30 Jul Risking lives: Old school communication between healthcare providers not good enough

The story of Marjorie Irene Aston, an 86 year old woman from South Australia who died after a fall—hitting her head on her bed, has caused frustration for a number of reasons. The article by Australian Doctor, 20 July 2015 “Delayed hospital letter to GP led to patient death”, reveals avoidable factors that contributed to Mrs Aston’s death.

 

Professor John Horowitz, Director of Cardiology at the Queen Elizabeth Hospital was Mrs Aston’s heart specialist. He had “arbitrarily” prescribed Mrs Aston warfarin and used snail mail to inform her GP of her potentially dangerous medication. Her GP received Professor Horowitz’s letter two weeks later, but four days after Mrs Aston’s death.

In an inquest, the SA Coroners Court was told that although Professor Horowitz had referred Mrs Aston for an urgent INR test following his consultation (a test that was carried out) he had made no provision for Mrs Aston’s GP to be copied in on the results. Professor Horowitz told the court that it was common practice for a specialist to communicate with a GP by letter.

In this day and age, it’s irresponsible for healthcare providers to not have appropriate processes and technologies in place to assist them in performing their role better.

Dr Michael Levick, the chairman of the Australian Medical Association Victoria’s section of general practice, said communication methods between GPs and hospitals had not changed much in the past two decades.

“Some hospitals do have the ability to send secure messages, which is like an email which arrives at the doctor’s surgery immediately, but that is few and far between.
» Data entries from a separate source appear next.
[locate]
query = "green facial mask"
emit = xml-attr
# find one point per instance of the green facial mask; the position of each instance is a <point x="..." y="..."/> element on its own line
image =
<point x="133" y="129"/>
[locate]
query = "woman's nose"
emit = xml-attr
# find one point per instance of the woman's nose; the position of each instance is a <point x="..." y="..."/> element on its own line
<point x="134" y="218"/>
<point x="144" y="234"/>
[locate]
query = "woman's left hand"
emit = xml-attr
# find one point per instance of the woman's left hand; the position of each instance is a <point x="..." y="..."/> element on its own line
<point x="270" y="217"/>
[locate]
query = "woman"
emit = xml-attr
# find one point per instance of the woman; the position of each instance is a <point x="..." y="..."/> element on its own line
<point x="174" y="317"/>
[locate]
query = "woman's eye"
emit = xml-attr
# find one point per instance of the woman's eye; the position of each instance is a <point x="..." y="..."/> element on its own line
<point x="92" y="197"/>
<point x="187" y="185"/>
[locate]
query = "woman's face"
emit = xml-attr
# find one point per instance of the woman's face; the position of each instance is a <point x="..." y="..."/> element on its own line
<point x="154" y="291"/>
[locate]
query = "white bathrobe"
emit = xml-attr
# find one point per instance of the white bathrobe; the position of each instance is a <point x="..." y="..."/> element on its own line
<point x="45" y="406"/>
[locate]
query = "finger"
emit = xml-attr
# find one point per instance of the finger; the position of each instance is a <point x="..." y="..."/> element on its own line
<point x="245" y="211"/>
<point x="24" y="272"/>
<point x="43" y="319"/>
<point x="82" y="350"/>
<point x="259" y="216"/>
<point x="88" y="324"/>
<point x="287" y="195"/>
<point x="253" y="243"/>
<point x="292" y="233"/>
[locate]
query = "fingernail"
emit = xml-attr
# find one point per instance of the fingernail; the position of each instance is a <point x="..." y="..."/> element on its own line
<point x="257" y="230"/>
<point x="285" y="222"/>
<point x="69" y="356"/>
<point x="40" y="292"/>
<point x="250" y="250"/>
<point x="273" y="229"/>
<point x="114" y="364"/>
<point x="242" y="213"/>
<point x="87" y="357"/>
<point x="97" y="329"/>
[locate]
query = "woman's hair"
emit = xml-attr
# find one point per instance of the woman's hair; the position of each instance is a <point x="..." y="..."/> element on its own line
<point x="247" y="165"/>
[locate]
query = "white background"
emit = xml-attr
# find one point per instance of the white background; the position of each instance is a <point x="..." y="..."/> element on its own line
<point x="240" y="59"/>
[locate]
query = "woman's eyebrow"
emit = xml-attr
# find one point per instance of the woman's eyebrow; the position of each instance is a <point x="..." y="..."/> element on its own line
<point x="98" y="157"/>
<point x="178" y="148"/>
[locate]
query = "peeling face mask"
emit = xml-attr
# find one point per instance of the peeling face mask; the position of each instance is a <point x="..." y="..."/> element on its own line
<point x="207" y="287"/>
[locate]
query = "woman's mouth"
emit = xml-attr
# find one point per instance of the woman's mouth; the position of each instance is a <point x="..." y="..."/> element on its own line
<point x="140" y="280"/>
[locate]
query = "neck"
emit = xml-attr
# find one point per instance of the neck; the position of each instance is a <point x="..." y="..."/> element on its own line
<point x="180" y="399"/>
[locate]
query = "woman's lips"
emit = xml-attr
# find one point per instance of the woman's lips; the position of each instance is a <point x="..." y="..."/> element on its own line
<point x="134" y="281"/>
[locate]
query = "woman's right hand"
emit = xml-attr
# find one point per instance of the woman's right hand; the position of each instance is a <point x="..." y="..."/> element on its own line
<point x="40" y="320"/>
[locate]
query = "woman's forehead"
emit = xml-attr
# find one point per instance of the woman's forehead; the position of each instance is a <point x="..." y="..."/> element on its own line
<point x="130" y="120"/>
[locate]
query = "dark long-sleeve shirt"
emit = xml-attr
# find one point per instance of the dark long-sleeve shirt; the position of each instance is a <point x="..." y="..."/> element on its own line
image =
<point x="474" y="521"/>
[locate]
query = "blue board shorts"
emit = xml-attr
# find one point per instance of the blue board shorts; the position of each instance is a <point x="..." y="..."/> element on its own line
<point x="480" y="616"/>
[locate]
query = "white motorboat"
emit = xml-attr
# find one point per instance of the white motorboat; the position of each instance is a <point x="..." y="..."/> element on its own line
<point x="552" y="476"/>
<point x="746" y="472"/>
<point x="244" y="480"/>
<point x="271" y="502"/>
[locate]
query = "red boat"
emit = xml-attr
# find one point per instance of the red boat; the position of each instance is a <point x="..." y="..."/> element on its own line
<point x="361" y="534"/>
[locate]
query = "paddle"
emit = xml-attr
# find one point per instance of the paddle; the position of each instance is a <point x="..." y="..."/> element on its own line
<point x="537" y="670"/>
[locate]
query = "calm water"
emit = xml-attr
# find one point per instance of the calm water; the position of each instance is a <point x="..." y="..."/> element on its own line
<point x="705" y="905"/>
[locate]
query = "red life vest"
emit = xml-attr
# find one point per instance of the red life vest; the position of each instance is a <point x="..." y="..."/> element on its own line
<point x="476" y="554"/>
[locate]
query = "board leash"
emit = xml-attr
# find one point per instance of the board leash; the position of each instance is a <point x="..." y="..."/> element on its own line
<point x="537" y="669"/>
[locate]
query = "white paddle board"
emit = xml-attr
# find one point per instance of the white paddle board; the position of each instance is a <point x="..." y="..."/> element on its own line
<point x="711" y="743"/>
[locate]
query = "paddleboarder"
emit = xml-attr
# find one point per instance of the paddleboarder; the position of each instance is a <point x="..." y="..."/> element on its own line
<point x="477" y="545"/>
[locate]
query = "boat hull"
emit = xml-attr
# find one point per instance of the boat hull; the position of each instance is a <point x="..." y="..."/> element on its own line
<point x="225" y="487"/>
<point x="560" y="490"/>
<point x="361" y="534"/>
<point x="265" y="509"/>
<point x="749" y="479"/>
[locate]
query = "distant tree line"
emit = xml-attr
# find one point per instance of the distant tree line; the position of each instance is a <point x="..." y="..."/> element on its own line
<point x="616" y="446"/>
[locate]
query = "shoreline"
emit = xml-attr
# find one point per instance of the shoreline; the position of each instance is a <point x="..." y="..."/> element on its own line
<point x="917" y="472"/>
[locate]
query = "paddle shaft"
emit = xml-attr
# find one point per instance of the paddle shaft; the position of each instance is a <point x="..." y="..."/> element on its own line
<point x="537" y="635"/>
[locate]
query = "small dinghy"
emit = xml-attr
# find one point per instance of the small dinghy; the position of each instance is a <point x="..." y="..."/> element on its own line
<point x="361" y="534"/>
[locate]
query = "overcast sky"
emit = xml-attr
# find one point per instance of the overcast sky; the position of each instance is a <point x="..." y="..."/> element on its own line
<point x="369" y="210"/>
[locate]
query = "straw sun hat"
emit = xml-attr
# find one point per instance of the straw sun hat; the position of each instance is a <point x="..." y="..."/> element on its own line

“This leads to patients not getting adequately treated or monitored when they come out of the hospital.”

Secure messaging is becoming the new standard of communication between healthcare providers, but the uptake has been quite slow despite Doctors seeing the advantages in using secure messaging. The healthcare sector is way behind on the times with some hospitals still using DOS-based Patient Administration Systems.

Primary care physicians need to have adequate and timely information about patient conditions. This is not only about quality of care but also accountability. Delays lead to patient harm, a continuation of incorrect treatment, increased length of stay and increased costs.

Without effective, timely communication between physicians, both the quality of care and the patient experience can suffer.